Self-mythologis-ing is always dull if you’re not part of the myth. Those not obsessed with Mott The Hoople found it hard to care if Buffin lost his child-like dreams, while The Clash’s propensity for writing songs about The Clash was always properly vexing. Pete Doherty has always been about mythology, having collaged his dreams from an early age into a splotchy wallpaper of English romantic seediness. But while the equally prolix and anglocentric Russell Brand gave up the drugs and actually got to play Flash Harry, Pete Doherty very quickly became a drug casualty with better notebooks than songs. With the very rare exception (which would be “Albion”, a song never fully realised on record), none of Doherty’s bands ever got round to producing a “Clash City Rockers”, let alone a “Saturday Gigs”. With a physical state unconducive to making good music and a private life designed to irritate rather than inspire, Pete Doherty’s seemed determined to become not a great English rock star, but a sort of Dead Ringers parody of Bobby Gillespie.

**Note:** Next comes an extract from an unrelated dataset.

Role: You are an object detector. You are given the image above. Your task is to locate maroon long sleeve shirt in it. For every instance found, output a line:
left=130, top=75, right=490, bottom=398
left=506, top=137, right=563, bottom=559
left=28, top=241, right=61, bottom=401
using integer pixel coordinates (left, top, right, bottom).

This is, traditionally, the part of the review where the writer either says, “But all that changes with this new album” or “And so the farce continues”, depending on his or her fondness for, or deep hatred of, the artist being reviewed. As it turns out, neither route is ideal for Grace/Wastelands (although that is a shit title). Largely acoustic, featuring Graham Coxon on all but one track, and with jauntiness taking a slight lead over lethargy for a change, this is a record that does defy the odd expectation. Someone – Stephen Street – has done a great job with the arrangement and production of this record. There’s a lightness to it, there’s some delightful folky and jazzy guitar, and the band, extraordinarily for Doherty, actually swings. Everything, even Pete’s always wobbly voice, is mixed right up front, and it’s like having him in the room with you, except your wallet’s safe.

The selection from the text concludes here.